By default, pnpm hoists some packages to node_modules for tools like Jest or ESLint to find them. You can customize this in .npmrc :

 public-hoist-pattern[]=*eslint*
public-hoist-pattern[]=*jest*
public-hoist-pattern[]=*prettier*

This avoids "module not found" errors in tools that expect global-like access.

Enable Turborepo Remote Caching

For teams, set up Turborepo's remote cache :

 npx turbo login

Then:

 pnpm turbo build --remote-cache

Now CI and team members share cached builds—huge time savings.

Leverage pnpm's patch: protocol for forks

Need to patch a dependency? Use pnpm's patch: feature to apply and track local changes—safe and version-controlled.


Common Pitfalls & Tips

  • Always use pnpm with Turborepo : Mixing package managers breaks symlinks and caching.
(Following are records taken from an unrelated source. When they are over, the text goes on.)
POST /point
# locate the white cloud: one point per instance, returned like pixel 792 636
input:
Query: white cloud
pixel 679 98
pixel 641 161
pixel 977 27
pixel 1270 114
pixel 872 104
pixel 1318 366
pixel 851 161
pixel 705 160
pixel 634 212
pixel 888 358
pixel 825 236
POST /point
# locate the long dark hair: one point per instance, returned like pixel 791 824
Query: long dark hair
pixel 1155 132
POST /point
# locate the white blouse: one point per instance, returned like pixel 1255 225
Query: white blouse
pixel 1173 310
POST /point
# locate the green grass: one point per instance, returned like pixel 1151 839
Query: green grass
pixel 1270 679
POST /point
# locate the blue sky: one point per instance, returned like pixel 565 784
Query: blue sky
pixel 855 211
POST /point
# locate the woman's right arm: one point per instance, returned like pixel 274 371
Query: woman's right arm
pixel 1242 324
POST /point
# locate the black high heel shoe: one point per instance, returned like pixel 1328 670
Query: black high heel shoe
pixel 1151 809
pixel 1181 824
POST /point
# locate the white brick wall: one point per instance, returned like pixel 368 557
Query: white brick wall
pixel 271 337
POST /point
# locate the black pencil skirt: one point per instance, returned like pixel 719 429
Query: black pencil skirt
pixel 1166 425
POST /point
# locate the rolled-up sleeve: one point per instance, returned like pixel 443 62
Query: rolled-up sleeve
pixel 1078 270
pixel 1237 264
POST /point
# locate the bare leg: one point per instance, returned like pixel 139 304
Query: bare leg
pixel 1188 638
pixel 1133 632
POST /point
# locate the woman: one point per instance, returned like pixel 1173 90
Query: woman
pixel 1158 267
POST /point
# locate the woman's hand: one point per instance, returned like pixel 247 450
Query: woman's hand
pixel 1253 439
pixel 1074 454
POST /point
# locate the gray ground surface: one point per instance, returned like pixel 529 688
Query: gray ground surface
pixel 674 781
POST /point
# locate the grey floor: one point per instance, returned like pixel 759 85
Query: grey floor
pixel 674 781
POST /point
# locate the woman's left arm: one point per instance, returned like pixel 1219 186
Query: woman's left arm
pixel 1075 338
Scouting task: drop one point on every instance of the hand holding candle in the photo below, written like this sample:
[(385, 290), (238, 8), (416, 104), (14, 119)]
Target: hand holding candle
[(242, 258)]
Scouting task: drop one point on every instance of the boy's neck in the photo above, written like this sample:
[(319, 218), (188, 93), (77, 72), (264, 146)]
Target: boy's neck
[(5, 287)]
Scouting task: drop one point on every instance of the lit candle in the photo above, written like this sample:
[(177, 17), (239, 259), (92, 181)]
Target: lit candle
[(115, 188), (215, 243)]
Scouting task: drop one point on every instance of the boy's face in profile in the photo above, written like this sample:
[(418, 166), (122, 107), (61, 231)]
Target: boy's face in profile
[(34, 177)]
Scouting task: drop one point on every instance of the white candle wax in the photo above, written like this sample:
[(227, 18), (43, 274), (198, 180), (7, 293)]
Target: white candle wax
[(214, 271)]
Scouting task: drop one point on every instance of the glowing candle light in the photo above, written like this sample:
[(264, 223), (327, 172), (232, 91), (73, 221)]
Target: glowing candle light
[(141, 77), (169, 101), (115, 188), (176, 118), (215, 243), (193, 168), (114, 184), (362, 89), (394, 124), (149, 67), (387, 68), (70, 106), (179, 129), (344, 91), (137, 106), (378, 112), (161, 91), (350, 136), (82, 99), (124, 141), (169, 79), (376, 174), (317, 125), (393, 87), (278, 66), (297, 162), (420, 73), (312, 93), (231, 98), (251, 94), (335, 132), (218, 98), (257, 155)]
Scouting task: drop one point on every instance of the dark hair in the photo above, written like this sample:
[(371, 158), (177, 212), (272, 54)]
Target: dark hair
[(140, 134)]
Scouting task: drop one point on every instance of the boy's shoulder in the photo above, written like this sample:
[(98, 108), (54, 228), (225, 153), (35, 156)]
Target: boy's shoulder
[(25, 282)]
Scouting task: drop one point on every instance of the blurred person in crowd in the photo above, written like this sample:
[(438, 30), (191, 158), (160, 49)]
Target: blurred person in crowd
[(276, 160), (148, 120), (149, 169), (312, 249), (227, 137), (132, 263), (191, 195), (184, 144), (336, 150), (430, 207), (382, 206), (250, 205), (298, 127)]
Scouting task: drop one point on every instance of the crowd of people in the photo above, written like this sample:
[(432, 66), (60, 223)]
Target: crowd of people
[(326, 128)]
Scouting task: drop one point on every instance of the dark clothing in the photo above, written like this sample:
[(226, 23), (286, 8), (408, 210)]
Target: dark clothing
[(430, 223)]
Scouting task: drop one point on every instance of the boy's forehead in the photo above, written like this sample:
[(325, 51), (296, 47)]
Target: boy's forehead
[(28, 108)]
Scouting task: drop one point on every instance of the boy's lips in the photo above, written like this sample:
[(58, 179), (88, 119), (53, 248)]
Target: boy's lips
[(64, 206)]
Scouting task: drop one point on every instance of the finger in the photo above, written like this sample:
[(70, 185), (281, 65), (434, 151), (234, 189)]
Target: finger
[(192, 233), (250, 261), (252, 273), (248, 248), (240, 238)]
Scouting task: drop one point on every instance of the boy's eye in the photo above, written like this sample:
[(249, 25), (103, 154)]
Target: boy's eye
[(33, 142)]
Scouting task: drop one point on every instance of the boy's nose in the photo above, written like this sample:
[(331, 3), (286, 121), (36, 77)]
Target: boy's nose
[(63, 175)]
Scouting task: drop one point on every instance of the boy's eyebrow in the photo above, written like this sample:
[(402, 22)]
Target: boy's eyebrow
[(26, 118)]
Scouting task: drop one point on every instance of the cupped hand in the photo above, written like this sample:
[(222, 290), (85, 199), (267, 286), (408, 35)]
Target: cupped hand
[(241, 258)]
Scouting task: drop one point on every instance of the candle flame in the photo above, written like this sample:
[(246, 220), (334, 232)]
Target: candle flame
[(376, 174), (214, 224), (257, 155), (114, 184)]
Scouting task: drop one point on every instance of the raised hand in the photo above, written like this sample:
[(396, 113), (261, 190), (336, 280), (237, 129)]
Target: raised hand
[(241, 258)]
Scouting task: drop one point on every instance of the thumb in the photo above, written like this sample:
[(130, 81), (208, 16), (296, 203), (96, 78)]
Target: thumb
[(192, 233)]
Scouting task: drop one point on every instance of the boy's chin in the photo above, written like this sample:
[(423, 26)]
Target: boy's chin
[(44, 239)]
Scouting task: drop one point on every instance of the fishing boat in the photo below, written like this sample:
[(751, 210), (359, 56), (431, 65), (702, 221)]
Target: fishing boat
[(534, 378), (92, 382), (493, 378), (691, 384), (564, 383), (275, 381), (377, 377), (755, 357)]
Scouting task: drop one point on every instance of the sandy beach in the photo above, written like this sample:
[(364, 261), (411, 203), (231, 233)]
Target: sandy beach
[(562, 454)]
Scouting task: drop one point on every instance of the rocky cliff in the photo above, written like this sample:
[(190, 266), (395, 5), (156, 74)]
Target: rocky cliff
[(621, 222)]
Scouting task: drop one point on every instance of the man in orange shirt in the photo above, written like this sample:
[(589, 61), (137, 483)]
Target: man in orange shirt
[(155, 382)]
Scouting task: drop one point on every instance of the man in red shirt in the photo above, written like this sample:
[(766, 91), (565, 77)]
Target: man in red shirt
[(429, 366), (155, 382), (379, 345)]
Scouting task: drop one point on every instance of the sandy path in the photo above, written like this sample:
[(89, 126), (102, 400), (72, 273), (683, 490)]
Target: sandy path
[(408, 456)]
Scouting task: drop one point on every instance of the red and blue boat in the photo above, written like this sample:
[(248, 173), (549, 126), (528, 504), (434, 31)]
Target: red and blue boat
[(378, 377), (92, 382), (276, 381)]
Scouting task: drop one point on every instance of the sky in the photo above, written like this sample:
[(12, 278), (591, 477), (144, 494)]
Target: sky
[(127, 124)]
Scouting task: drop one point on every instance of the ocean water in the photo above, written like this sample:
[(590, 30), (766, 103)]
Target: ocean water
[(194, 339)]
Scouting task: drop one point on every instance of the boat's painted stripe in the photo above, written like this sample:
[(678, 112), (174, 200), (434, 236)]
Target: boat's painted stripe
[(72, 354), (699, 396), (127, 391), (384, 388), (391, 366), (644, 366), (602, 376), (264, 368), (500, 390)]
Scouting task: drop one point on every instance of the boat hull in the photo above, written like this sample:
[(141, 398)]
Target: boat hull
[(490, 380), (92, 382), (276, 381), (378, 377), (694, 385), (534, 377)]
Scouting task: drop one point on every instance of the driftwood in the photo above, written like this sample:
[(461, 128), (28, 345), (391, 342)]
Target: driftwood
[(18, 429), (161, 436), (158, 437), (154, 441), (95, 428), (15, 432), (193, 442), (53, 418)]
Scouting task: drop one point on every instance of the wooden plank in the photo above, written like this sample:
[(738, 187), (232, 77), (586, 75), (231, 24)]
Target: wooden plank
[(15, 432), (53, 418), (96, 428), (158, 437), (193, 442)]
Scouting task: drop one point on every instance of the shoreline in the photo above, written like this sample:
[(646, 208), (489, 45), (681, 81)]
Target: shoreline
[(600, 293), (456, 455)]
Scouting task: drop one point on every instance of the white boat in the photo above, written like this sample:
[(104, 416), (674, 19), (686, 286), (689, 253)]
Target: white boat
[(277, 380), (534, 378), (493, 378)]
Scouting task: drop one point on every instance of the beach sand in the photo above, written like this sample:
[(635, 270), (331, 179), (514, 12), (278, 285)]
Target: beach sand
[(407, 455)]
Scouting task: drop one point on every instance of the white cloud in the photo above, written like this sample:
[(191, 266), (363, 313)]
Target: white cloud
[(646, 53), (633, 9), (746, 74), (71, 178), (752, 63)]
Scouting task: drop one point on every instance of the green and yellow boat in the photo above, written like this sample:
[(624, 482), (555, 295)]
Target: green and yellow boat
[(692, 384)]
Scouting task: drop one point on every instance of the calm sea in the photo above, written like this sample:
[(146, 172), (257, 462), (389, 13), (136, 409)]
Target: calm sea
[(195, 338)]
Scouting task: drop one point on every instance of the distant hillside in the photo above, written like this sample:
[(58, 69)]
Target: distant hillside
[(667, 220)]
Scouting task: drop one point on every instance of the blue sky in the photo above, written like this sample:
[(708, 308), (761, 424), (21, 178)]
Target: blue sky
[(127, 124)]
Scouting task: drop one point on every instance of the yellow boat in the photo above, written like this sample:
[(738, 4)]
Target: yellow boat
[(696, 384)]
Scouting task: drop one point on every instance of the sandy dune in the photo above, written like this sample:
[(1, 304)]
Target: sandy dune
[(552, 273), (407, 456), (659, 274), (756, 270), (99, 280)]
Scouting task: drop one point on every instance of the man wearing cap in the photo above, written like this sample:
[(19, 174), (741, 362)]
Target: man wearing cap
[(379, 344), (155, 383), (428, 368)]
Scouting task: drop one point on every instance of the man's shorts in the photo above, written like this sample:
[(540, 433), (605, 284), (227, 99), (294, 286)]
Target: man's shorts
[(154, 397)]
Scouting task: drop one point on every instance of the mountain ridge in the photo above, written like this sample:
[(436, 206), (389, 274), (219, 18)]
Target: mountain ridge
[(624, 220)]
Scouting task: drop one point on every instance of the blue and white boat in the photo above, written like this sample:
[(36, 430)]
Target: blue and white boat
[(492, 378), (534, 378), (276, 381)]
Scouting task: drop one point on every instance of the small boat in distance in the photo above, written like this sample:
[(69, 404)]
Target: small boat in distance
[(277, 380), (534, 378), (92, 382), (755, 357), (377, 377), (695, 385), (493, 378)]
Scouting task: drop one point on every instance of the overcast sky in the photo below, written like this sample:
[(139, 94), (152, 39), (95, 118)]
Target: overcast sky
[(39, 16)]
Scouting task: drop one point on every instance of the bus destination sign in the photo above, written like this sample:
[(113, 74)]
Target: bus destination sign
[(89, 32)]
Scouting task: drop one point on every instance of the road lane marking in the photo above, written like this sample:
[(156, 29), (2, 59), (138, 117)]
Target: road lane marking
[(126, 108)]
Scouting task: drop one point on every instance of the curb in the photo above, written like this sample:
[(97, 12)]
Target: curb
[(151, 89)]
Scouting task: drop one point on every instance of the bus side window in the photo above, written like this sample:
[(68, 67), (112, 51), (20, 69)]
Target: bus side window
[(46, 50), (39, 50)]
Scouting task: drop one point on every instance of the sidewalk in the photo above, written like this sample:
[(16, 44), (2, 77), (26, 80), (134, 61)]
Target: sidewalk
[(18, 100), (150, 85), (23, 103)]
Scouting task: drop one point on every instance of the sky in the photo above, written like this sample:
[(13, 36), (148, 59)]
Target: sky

  • Keep package.json scripts simple : Let Turborepo orchestrate; scripts should just call tools (eg, tsc , next dev ).

  • Use --filter to run tasks on specific packages :

     pnpm turbo build --filter web
  • Don't forget .gitignore :

     node_modules
    dist
    build
    .turbo

    Final Thoughts

    Turborepo and pnpm complement each other beautifully: pnpm handles dependencies efficiently and safely, while Turborepo orchestrates fast, cached task execution. This combo is lightweight, scalable, and ideal for teams building multiple apps and shared libraries.

    Set it up once, and you get fast local dev, optimized CI/CD, and a clean, maintainedable structure.

    Basically, if you're building a JS/TS monorepo today, this stack is one of the best choices out there.